Supreme Court Decisions This Month Could Impact Your Freedom


WASHINGTON D.C. (Worthy News)– The Supreme Court will be issuing opinions in 17 cases over the next two weeks including the religious rights of corporations, abortion clinic buffer zones, the right to criticize elected officials and privacy rights of people under arrest.

Two companies, Hobby Lobby and Conestoga Wood Specialties Corporation, have cases that are being considered together before the Supreme Court. In a test of religious freedom, the court will decide whether those companies must abide by the contraception mandate within Obamacare. The ruling has the potential to affect all for-profit businesses.

Hobby Lobby and Conestoga Wood Specialties Corporation are owned by Christians who find the mandate within the Affordable Health Care law objectionable to their faith.

“These abortion-causing pills go against our faith, and our family is now being forced to choose between following the laws of the land that we love or maintaining the religious beliefs that have made our business successful and supported our family and thousands of our employees and their families,” Hobby Lobby founder David Green told reporters on a conference call when the lawsuit was originally filed.

The Supreme Court will deliver its decision on McCullen v. Coakly this month. At the heart of the case is a 2007 Massachusetts law that established a 35-foot-buffer zone at abortion clinics statewide. Pro-life activist Eleanor McClullen and her fellow advocates say the buffer zone violates their First Amendment rights — after all, they claim people have the right to stand and hand out literature on public sidewalks. The case will determine if a buffer zone is constitutional. Currently four states have buffer zone laws: Massachusetts, Colorado, Montana and New Hampshire. However, many cities have zones in place including Chicago, Pittsburgh, and San Francisco.

Also on the Supreme Court docket is Susan B. Anthony List (SBA List) v. Driehaus.
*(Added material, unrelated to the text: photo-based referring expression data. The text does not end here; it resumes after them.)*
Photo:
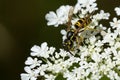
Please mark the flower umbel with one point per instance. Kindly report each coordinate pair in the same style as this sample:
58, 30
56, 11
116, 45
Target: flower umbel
97, 56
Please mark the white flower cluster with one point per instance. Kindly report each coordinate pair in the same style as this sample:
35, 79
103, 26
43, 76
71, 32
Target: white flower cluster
98, 57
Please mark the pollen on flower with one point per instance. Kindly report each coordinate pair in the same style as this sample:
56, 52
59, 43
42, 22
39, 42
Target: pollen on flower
91, 52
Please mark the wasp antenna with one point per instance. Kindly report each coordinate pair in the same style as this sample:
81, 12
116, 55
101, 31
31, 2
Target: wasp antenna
70, 14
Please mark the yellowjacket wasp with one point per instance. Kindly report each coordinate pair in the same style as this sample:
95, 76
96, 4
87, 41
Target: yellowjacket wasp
72, 37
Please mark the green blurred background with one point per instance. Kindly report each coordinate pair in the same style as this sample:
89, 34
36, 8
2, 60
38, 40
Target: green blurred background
23, 24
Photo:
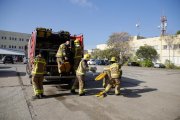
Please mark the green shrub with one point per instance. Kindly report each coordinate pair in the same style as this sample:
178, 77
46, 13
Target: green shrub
146, 63
169, 64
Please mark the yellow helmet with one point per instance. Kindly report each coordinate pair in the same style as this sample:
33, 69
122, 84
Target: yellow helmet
76, 42
113, 59
87, 56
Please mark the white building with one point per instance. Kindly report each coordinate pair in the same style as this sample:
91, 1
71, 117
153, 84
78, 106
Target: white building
13, 40
167, 48
13, 43
102, 46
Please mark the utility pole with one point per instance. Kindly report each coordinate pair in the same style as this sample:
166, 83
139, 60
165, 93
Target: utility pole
163, 28
163, 25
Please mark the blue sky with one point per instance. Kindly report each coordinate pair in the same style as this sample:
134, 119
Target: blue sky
96, 19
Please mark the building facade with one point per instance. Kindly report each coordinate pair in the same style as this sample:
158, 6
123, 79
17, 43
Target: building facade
13, 40
102, 46
168, 47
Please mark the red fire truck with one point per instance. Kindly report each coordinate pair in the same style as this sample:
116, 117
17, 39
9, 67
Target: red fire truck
47, 41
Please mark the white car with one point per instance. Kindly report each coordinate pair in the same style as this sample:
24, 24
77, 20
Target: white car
91, 62
25, 60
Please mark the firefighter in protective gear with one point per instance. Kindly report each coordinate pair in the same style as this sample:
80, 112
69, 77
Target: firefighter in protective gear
80, 75
77, 54
61, 55
115, 75
39, 68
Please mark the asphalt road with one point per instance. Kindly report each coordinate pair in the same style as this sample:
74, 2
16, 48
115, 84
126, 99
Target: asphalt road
147, 94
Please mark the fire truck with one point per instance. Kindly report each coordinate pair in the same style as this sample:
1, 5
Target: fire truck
47, 41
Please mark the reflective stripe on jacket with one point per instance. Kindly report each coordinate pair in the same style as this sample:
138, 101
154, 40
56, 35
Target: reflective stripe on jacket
78, 52
61, 51
115, 69
39, 66
82, 68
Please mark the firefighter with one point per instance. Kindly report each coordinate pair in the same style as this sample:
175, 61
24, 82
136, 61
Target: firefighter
80, 75
115, 75
39, 67
77, 54
61, 55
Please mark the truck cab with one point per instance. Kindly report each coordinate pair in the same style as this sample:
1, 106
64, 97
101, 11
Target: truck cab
47, 41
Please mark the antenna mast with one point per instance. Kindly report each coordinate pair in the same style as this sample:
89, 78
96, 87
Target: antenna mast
163, 25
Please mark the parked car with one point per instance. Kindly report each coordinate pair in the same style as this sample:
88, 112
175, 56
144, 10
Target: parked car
133, 64
100, 62
91, 62
25, 60
107, 62
7, 59
159, 65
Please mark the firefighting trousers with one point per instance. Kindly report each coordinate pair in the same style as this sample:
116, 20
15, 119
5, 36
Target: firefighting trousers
79, 79
59, 61
37, 82
116, 82
76, 63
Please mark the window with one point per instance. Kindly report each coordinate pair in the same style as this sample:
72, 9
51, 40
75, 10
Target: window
175, 46
165, 47
156, 47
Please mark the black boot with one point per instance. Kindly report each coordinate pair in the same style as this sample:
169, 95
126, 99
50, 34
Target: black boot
82, 94
73, 91
35, 97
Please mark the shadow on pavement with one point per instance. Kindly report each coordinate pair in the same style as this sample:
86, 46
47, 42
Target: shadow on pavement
4, 67
11, 73
132, 93
127, 90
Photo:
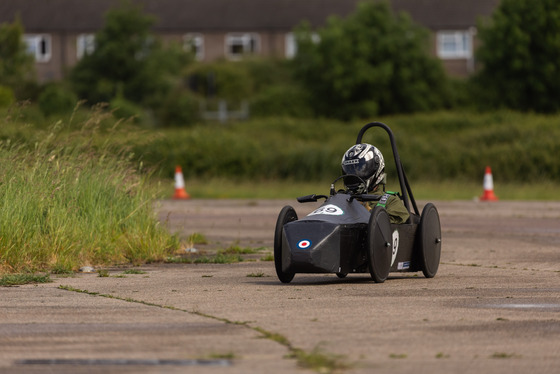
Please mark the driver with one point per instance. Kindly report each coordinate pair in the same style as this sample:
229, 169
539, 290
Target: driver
366, 161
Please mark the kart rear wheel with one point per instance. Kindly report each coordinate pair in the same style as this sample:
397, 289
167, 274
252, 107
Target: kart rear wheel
379, 244
429, 240
287, 214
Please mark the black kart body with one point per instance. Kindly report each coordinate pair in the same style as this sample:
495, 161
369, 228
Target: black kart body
342, 236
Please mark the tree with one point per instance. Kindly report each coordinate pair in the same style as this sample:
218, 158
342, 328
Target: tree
372, 62
519, 54
128, 61
17, 67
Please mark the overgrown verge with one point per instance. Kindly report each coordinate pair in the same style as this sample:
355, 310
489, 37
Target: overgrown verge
66, 202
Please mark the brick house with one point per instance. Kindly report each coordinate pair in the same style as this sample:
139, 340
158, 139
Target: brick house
59, 32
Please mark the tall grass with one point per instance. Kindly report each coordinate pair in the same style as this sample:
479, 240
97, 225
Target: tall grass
65, 203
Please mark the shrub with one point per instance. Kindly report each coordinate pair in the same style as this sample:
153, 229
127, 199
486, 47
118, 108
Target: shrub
57, 99
125, 109
179, 109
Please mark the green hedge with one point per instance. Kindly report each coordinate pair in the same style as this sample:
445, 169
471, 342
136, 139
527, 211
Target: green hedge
435, 146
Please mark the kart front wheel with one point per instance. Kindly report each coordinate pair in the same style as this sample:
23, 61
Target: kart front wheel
429, 240
379, 244
287, 214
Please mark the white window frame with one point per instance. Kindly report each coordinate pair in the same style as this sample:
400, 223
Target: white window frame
250, 43
39, 46
85, 45
454, 44
194, 43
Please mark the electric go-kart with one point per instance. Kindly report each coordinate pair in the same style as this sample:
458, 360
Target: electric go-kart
342, 236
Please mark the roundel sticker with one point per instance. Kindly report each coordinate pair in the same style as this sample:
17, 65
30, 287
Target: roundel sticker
329, 209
SBA List is a group dedicated to supporting pro-life candidates, argued before the court its right to sue Ohio election officials for violating its First Amendment rights.
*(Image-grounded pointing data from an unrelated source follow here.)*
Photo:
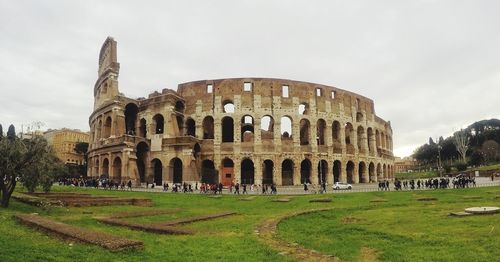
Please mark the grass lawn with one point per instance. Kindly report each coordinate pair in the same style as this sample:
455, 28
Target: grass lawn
397, 230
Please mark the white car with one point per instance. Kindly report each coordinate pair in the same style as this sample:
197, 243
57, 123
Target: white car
340, 185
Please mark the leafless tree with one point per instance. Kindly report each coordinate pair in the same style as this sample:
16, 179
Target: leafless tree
461, 142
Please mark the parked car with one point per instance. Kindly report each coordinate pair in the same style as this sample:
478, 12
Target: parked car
340, 185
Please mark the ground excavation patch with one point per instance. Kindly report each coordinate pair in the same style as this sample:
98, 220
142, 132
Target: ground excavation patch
165, 227
69, 232
82, 200
267, 233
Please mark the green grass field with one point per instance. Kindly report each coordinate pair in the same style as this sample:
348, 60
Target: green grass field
401, 229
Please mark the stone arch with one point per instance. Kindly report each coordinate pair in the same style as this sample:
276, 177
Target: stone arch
228, 106
247, 128
371, 172
305, 171
143, 131
179, 106
157, 171
305, 132
286, 127
159, 124
208, 172
362, 174
267, 127
350, 172
360, 137
247, 171
208, 127
287, 172
322, 171
337, 169
141, 152
190, 127
227, 129
227, 171
131, 111
105, 167
320, 131
267, 172
176, 170
117, 169
107, 127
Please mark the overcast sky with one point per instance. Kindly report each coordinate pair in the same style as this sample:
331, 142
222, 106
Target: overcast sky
431, 67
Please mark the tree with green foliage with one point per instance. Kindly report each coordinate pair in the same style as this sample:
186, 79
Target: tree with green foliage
23, 160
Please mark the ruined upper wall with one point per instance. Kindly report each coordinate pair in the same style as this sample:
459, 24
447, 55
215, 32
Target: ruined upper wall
338, 100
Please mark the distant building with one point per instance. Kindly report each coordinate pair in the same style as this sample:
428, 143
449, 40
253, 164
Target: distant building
64, 140
406, 164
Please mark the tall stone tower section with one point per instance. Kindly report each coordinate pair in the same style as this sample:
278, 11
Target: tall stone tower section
106, 86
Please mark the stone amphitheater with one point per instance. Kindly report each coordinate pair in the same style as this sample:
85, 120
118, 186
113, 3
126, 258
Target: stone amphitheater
239, 130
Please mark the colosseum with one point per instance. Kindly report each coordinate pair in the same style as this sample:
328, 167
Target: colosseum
239, 130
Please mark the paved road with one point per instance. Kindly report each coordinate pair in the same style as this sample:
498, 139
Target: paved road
299, 190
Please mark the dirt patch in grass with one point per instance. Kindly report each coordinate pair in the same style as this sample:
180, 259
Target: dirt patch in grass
195, 219
144, 213
368, 255
267, 233
426, 199
350, 220
321, 200
69, 232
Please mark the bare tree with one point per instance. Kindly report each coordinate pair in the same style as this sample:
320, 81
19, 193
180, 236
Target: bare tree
461, 142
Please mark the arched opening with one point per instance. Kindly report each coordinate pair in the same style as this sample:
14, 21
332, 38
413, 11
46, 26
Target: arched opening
247, 129
196, 150
286, 127
361, 137
130, 118
159, 123
208, 172
336, 131
227, 130
371, 172
117, 169
350, 172
179, 106
176, 166
267, 172
369, 132
380, 175
107, 127
208, 127
105, 168
142, 128
247, 172
305, 171
157, 171
190, 127
362, 173
228, 106
337, 168
287, 172
305, 132
359, 117
141, 154
227, 171
267, 128
303, 109
180, 125
322, 171
320, 131
98, 134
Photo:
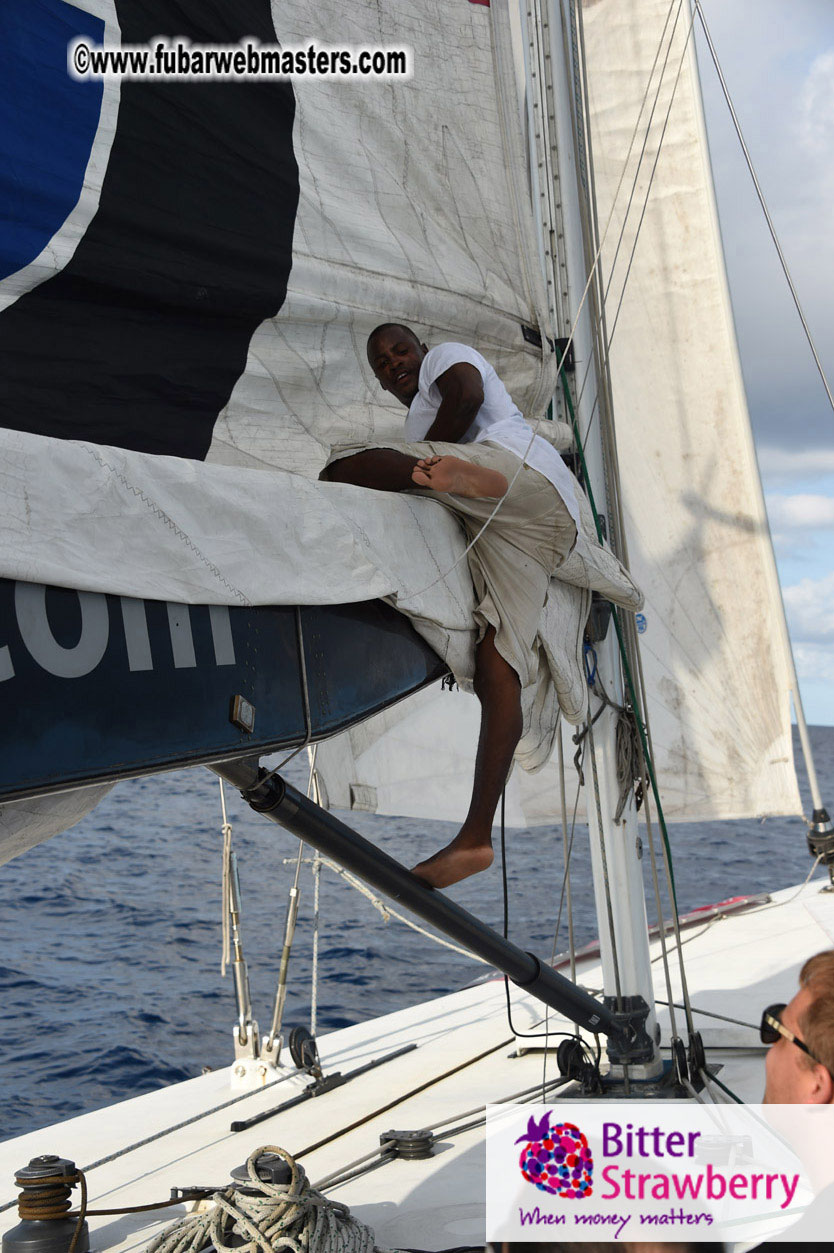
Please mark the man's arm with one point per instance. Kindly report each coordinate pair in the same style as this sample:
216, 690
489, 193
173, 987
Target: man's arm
462, 395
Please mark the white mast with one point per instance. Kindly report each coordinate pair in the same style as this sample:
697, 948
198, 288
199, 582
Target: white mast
566, 232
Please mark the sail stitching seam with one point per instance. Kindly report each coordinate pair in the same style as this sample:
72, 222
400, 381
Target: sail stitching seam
169, 523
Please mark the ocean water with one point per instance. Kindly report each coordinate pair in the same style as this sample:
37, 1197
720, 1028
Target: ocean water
110, 932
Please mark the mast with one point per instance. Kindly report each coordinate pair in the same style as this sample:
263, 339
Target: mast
569, 242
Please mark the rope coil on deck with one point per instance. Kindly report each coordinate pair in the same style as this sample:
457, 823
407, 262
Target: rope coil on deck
283, 1217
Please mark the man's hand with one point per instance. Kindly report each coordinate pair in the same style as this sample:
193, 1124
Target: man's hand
462, 390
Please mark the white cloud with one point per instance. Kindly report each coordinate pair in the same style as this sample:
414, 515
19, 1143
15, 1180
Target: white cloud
814, 664
817, 108
800, 511
810, 610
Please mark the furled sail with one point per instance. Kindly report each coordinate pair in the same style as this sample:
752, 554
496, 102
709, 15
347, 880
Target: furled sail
713, 637
187, 280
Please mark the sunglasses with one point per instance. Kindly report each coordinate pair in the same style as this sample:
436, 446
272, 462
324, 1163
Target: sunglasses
772, 1028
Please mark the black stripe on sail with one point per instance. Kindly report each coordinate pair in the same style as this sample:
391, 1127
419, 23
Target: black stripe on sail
142, 337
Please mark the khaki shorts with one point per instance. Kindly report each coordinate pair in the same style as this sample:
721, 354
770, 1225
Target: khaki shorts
512, 560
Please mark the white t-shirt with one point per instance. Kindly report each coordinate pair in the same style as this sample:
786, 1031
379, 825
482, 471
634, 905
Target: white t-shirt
499, 420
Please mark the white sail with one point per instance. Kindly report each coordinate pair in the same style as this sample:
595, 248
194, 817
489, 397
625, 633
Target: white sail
714, 645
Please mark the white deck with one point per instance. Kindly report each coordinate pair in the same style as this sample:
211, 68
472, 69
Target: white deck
735, 965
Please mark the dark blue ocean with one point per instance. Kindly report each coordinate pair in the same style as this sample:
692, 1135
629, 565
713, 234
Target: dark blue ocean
110, 932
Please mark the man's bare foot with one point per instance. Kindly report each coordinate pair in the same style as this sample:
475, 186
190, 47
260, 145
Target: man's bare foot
453, 862
460, 478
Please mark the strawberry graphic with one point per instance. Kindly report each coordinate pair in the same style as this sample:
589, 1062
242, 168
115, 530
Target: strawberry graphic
556, 1158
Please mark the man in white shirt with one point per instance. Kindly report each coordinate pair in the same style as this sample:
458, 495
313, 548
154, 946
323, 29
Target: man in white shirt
470, 446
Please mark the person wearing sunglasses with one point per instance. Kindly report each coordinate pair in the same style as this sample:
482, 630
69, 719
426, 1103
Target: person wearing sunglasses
799, 1068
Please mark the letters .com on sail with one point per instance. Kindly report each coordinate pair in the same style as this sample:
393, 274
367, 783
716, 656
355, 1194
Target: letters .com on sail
168, 59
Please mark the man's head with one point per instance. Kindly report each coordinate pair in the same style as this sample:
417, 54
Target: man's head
395, 355
795, 1076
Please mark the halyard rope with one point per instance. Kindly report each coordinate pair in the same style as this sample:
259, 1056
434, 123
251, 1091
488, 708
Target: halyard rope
292, 1217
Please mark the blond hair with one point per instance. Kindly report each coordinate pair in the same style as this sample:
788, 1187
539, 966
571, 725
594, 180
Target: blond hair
817, 1023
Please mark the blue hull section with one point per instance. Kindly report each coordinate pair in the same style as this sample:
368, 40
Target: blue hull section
97, 687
In 2010, SBA List campaigned against Democrat Steve Driehaus by buying advertising space on billboards claiming Driehaus supported taxpayer funding of abortions because he voted for Obamacare.

SBA List claimed the health care law opens the door for government funding of abortions.

Driehaus then filed a complaint with the Ohio Election Commission who found in favor of the Democrat, who then ordered the billboards to be taken down.

“Truth in campaigns includes a lot of gray areas,” Bruce Hausknecht, legal analyst with Focus on the Family said.

“You’ve seen any number of campaign ads in your lifetime that say, ‘This is true about Candidate X,’ and Candidate X gets on TV and says, ‘That’s absolutely false, don’t believe them.’ It all turns on the interpretation of the facts that they’re both arguing about. The danger in any democracy is having the government, or government bureaucrats be the decider of what is true and what is false. That is a dangerous situation.”

Hausknecht says the case could affect our rights as citizens to criticize elected officials.

The Supreme Court will also weigh on Riley v. California and the United States v. Wurie. Both cases will determine whether the police have to obtain a warrant to search an individual’s cellphone when an arrest is made.